The Obama Administration Leads the U.S. from Behind into Syria
In the lead [and happily publicly accessible] editorial on today's Wall Street Journal opinion page, neoconservative elder Norman Podheretz argues that the seeming Hamlet-like indecisiveness and uncertainty and amateur fecklessness of the Obama Administration's approach to the Syrian chemical weapons crisis, and to foreign policy in general, is not the result of incompetence, but rather reflects the deliberate implementation by President Obama of a "fundamental transformation he wished to achieve here ... to reduce the country's power and influence."
Mr. Podheretz makes a compelling case, but I believe he is wrong. After shaving with Occam's Razor, I conclude that the simplest explanation is incompetence. As evidence, I offer Secretary of State Kerry's remark today, in an appearance with the British Foreign Secretary, that any U.S. military action against Syria would be an "unbelievably small, limited kind of effort." He as much as announced to Bashar Assad not to worry, this won't hurt very much or do your regime any real harm.
Contrast this with the approach to public statements taken by President George H.W. Bush in the weeks leading up to the first Gulf War. While building his international coalition agaisnt Saddam Hussein and for the liberation of Kuwait, President Bush senior refused to publicly speculate on, or limit in any way, the nature and scope of the military campaign. He let Saddam wonder, and then struck hard and effectively.
Already some two weeks before Secretary Kerry's statement, liberal and sometimes Obama supporter Leon Wieseltier wrote on August 27 in the New Republic:
The White House and its supporters are seeking intervention without interventionism. An operation must be designed that will be limited and fleeting, that will do the right thing as inconsequentially as possible: a cop-out in the shape of a cruise missile. Assad will be punished and left in place; which is to say, unpunished. If he chooses never again to use chemical weapons, then his slaughter may never again be disturbed. Above all, the memory of Iraq will not be defiled. If we must do something—there is that “red line,” after all—then we will do something; but once we do something, we can go back to doing nothing.

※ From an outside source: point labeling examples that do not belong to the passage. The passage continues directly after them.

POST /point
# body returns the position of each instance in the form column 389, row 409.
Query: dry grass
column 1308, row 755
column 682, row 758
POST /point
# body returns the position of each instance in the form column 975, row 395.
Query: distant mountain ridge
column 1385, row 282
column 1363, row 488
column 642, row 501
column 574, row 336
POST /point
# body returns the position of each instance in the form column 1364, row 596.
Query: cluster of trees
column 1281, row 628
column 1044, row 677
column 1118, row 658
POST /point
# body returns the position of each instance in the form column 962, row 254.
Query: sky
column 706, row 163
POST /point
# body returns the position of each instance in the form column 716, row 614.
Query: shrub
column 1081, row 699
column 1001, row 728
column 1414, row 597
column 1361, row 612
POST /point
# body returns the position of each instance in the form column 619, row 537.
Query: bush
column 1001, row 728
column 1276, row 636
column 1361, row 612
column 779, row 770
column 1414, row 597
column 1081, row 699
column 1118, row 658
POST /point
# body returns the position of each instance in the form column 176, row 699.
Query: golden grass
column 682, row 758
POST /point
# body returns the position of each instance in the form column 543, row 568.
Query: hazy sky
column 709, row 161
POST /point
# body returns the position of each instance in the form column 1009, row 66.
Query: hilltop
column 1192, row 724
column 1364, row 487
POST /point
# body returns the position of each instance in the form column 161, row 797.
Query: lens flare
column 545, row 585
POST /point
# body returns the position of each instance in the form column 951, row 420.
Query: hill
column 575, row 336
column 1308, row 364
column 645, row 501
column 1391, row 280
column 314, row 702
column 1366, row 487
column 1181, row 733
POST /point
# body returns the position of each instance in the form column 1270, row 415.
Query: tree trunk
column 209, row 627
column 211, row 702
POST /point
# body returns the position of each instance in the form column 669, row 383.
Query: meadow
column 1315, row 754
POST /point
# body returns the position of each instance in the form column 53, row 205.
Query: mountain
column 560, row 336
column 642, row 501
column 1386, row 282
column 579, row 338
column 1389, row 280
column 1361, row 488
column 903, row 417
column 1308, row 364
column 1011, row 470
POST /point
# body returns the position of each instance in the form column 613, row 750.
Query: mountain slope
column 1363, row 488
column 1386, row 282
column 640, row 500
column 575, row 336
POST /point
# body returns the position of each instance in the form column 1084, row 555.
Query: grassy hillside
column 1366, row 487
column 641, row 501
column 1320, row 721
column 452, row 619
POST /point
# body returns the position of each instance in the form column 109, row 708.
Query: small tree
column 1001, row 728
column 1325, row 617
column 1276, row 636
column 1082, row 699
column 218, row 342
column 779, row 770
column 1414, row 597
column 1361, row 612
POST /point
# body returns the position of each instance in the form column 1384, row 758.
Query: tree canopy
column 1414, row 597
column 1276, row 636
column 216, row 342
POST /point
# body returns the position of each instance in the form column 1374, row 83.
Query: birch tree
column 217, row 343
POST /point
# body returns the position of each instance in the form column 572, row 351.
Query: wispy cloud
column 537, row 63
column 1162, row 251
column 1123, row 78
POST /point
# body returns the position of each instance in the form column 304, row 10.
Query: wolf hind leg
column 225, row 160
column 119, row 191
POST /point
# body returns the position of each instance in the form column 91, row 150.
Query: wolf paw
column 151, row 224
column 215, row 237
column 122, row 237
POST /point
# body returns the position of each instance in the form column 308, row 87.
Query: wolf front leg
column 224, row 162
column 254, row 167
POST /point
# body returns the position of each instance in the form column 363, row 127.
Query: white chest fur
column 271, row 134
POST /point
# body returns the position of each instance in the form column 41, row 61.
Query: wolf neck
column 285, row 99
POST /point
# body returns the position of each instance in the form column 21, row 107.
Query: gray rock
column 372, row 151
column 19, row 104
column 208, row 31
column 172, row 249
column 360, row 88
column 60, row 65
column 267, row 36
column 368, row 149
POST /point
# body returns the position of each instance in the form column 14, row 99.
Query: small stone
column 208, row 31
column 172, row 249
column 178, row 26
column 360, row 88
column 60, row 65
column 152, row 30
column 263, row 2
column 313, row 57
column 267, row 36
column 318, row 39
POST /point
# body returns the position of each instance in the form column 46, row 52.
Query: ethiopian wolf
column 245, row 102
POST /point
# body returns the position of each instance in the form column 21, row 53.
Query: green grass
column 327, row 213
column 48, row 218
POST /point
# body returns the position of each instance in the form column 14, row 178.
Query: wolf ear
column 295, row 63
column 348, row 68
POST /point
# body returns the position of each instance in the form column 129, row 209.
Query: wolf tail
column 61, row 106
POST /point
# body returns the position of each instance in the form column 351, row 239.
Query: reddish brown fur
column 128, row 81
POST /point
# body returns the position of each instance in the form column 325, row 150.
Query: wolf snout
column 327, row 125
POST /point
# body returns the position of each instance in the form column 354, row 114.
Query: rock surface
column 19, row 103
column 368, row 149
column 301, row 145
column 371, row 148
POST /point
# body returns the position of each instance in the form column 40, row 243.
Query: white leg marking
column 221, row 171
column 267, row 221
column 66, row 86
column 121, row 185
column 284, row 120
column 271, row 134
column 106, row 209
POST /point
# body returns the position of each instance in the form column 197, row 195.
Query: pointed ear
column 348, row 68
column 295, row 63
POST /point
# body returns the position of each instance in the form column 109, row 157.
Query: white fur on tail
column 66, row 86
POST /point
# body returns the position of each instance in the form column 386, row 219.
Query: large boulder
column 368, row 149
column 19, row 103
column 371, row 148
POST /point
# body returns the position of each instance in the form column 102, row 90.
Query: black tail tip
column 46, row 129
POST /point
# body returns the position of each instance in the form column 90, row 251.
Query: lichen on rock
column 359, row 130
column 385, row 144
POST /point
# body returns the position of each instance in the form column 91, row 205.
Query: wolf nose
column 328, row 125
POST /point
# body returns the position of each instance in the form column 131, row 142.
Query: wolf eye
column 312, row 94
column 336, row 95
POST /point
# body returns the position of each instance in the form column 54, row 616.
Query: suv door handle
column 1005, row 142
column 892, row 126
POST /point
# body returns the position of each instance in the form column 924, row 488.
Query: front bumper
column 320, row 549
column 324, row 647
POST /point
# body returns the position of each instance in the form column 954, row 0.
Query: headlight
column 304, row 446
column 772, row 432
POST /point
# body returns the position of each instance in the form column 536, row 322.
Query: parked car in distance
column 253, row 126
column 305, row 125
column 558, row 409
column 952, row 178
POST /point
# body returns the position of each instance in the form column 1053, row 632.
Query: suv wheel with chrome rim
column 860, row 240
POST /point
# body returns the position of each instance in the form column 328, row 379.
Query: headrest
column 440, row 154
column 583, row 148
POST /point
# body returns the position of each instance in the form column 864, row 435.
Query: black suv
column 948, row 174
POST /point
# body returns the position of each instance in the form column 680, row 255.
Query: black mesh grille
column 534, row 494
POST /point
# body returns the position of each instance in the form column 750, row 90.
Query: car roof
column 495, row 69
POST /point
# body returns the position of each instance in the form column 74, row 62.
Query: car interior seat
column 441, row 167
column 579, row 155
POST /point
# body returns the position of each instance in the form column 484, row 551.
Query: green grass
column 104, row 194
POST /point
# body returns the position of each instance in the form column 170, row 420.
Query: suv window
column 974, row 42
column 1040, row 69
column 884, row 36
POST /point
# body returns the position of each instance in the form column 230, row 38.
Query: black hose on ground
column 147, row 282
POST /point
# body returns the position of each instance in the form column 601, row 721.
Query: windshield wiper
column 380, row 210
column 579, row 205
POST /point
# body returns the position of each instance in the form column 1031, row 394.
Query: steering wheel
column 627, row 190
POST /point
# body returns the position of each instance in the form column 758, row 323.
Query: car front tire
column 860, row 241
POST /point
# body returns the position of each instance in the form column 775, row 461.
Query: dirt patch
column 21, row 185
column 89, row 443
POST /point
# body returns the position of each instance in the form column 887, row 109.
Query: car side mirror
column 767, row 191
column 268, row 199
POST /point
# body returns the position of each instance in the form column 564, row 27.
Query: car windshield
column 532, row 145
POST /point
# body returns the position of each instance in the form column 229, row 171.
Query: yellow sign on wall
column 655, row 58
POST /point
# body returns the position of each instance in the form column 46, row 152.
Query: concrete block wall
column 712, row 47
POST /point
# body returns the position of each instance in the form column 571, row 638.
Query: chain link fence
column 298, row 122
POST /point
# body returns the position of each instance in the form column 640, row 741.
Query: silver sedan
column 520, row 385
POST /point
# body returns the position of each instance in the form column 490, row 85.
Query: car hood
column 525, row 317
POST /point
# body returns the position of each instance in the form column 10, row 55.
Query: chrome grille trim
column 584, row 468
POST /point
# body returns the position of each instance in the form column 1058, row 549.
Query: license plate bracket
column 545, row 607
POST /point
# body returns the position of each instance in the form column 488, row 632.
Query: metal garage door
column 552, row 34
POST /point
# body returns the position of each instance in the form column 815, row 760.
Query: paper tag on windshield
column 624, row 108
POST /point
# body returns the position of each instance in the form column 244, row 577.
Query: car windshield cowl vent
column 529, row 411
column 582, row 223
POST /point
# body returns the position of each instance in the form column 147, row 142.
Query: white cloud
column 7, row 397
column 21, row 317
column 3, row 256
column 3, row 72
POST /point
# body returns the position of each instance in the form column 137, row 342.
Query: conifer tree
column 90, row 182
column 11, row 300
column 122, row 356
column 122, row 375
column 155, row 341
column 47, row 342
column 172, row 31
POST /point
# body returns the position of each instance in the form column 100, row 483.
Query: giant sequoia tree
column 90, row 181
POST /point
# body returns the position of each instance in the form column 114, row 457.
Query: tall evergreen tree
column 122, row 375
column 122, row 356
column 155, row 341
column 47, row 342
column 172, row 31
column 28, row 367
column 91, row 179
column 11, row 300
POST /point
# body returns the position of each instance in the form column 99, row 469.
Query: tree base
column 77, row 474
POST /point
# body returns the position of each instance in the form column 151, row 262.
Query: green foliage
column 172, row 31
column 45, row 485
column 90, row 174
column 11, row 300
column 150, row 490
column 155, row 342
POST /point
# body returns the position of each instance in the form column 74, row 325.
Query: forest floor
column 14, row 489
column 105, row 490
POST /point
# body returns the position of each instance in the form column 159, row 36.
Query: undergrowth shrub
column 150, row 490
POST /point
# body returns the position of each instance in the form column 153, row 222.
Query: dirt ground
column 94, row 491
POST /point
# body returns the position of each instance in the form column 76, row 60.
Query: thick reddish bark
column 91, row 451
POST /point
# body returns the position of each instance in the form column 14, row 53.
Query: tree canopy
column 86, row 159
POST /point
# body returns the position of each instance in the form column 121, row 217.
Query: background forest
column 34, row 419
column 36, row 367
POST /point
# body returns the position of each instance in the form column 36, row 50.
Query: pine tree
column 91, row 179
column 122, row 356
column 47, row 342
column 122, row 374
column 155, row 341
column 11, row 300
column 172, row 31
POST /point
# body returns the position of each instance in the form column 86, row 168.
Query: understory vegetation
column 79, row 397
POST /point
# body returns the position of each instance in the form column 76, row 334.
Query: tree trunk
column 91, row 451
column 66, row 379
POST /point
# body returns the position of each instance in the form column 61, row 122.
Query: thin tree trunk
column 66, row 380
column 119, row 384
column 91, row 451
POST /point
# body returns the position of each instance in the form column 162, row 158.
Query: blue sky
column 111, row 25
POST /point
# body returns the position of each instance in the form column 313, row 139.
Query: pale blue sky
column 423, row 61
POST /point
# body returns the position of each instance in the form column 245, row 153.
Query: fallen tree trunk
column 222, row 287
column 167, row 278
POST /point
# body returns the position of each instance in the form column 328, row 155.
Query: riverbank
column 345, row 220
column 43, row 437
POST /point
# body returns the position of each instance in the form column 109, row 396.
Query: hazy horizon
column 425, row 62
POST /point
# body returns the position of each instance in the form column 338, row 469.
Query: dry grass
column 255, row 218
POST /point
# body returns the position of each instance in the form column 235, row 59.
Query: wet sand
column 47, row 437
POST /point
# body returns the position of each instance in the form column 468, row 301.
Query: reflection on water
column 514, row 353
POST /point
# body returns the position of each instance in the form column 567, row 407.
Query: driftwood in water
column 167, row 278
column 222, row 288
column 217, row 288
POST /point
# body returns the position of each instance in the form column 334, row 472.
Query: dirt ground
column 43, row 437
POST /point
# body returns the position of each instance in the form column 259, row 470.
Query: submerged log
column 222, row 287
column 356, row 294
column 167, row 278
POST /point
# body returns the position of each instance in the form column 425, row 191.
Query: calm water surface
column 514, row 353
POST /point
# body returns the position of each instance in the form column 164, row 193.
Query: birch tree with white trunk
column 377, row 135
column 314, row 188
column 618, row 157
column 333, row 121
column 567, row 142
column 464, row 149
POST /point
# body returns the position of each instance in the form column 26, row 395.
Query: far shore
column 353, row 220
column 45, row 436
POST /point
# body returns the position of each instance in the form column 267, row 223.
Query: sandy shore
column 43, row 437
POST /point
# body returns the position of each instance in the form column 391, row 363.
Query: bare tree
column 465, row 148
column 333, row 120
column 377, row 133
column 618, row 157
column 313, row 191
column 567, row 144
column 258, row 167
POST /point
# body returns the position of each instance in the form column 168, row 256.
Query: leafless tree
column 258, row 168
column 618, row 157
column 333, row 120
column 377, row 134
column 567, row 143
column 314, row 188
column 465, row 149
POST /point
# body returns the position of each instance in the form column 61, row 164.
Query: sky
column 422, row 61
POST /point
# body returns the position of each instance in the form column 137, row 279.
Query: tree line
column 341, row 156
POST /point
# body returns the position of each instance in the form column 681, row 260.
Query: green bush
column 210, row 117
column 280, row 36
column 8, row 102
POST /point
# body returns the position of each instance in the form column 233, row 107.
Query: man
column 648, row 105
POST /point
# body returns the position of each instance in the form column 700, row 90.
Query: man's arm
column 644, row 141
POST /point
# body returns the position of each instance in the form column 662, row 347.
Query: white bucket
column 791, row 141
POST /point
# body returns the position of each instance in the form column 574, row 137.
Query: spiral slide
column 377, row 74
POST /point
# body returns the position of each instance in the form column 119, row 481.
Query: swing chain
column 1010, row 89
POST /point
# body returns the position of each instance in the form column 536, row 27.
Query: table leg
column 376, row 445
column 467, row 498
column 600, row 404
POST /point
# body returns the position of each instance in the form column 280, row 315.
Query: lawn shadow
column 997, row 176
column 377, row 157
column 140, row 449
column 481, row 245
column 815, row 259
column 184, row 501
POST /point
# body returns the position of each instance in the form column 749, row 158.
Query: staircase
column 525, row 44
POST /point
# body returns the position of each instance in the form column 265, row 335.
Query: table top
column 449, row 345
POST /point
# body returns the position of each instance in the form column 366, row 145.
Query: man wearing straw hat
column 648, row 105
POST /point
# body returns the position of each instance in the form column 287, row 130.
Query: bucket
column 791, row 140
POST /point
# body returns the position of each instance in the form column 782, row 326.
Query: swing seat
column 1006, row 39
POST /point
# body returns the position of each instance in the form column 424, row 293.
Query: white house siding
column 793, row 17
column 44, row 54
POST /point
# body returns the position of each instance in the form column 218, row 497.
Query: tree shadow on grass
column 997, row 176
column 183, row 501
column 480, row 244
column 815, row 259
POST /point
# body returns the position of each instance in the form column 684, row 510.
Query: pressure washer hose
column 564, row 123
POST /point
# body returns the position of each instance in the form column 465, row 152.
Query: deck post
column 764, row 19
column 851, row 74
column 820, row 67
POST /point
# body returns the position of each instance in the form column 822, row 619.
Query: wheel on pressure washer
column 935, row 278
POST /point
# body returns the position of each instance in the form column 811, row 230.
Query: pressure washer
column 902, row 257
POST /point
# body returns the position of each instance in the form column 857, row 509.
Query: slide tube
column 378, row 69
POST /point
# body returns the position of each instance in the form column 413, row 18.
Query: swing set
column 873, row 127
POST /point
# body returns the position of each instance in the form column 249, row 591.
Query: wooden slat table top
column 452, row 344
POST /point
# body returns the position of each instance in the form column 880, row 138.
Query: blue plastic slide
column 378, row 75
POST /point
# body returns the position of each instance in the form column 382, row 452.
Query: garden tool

Secretary Kerry also today may have intentionally or inadvertently provided Syria and Russia with an escape hatch, through which the Obama Administation could escape as well. The choice between intention or inadvertence depends on whether one accepts the Podheretz theory or the alternative explanation of gross incompetence. In any event, Secretary Kerry, almost in a throwaway afterthought, said that Syria could avoid an attack by putting its chemical weapons under international control. Russian and Syrian diplomats leaped at the opportunity that Kerry perhaps accidentally opened, and suggested negotiations toward achieving that goal.
Yes, the Administration, while welcoming the overtures, expressed deep skepticism about their sincerity. Yes, one should always exhaust every reasonable diplomatic channel before resorting to war. However, one remains suspicious that this will devolve into another effort by the President to kick the Syrian can down the road. As one wag said in a call to the Hugh Hewitt radio show, maybe someday Mr. Kerry will say that he was for the Syrian attack before he was against it, or visa versa. Remember 2004?